I've only ever travelled on local trains where you can usually sit right by the bike and if I can't sit I stand by it. These stories make me vary of using the train for any longer distances :-(


----------



## Cush (5 Jan 2016)

I always try to sit as close to the bike area as possible. Strange thing is that on the Virgin service though you do have to book a seat and that is nearly always 1/2 way down the train. The four rear seats nearest where the bikes are stored are reserved for cyclists. Sitting in these means that you can see anyone going into the bike area. As for the service between Carlisle and Newcastle I sit as near the rear as possible.


----------



## steveindenmark (5 Jan 2016)

I made myself a stainless steel cable at work. It will go through both the wheels, frame and panniers. 

If I leave my bike anywhere I lock it up and preferrably to something solid. If I left it on a train and couldnt fasten it to the train itself, it could still be taken but it would have to be carried as the wheels are immobilised.

The cable cannot be cut with wire cutters it has to be bolt cropped.


----------



## Tim Hall (5 Jan 2016)

steveindenmark said:


> I made myself a stainless steel cable at work. It will go through both the wheels, frame and panniers.
> 
> If I leave my bike anywhere I lock it up and preferrably to something solid.
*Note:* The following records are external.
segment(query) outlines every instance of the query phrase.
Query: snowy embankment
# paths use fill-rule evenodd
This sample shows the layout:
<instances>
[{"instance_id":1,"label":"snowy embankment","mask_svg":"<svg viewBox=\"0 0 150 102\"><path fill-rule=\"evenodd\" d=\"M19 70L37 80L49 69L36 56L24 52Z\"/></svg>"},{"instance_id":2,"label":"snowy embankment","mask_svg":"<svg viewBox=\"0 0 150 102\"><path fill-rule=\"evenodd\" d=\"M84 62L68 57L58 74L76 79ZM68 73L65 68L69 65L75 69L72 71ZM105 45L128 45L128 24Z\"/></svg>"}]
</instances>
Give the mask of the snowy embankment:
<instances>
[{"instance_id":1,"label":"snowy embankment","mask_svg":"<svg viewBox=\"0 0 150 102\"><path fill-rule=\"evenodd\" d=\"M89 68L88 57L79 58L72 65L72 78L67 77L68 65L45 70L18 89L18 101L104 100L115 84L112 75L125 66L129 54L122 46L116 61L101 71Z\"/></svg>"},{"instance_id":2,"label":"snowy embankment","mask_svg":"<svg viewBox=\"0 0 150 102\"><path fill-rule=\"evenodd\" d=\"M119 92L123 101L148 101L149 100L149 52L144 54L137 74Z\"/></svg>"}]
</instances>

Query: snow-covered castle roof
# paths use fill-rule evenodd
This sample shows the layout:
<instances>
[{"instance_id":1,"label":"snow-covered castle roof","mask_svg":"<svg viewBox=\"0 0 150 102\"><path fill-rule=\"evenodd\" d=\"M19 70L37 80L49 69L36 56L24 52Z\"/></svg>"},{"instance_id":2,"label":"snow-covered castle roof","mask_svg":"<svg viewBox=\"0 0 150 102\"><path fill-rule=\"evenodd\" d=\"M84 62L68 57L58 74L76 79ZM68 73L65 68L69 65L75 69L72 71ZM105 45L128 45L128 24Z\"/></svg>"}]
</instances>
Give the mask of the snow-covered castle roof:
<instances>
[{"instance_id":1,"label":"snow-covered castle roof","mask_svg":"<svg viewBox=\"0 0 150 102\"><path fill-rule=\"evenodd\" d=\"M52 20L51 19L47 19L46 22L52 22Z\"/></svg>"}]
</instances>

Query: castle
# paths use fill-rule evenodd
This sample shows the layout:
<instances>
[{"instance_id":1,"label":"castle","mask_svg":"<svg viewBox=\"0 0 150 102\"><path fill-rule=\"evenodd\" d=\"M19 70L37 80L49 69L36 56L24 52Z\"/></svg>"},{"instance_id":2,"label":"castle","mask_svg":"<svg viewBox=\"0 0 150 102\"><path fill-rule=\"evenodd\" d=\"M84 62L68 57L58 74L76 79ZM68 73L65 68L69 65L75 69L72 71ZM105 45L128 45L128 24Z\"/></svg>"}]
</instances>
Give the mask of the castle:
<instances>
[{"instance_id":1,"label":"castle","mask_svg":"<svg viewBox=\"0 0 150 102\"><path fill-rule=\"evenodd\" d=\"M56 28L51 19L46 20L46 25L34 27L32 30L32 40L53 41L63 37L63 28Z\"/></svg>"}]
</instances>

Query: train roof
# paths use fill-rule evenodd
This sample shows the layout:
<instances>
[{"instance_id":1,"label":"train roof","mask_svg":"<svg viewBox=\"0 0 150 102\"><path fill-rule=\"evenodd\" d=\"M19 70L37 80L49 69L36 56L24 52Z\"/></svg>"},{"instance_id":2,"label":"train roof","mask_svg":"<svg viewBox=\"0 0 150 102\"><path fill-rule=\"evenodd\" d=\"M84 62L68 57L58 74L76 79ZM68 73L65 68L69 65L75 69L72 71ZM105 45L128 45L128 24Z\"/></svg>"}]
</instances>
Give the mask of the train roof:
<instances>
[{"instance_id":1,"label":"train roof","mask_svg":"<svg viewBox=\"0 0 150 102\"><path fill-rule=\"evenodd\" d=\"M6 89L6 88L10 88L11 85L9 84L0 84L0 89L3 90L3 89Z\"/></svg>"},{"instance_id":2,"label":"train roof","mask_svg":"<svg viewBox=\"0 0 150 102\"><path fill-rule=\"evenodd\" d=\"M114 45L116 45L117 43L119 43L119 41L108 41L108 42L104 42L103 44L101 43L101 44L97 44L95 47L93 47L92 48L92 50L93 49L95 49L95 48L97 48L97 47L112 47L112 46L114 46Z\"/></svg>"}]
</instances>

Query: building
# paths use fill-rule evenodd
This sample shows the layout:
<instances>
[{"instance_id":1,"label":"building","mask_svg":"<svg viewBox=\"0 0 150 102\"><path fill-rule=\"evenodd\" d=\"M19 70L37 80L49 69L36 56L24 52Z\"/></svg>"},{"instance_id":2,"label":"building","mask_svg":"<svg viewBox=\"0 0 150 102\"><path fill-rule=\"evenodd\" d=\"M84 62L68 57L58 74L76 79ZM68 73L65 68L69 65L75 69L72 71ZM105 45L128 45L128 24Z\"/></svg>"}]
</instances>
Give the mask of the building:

If I left it on a train and couldnt fasten it to the train itself, it could still be taken but it would have to be carried as the wheels are immobilised.
> 
> *The cable cannot be cut with wire cutters it has to be bolt cropped*.



That sounds like a gauntlet being thrown. What diameter cable is it?


----------



## Trickedem (5 Jan 2016)

I travelled down from Edinburgh with my bike. My reserved seat was at the other end of the train and it was a nightmare. At every stop I was checking that my bike was OK.


----------



## Globalti (5 Jan 2016)

Not a bike but I once had a suitcase taken as passengers crowded to get off a train. I saw a bloke walking away with it, chased him and grabbed my case. He told me he'd thought it belonged to another passenger and he was carrying it for her.


----------



## xxDarkRiderxx (5 Jan 2016)

I would say if you cannot see it or your unable to keep an eye on it 100% of the time lock it. That feeling of turning up and your bike is missing is unbearable. I've had two bikes stolen, one from the underground car park at work (unlocked silly me) and the second chain cut around the corner from Liverpool Street station, and I still have bad dreams about it.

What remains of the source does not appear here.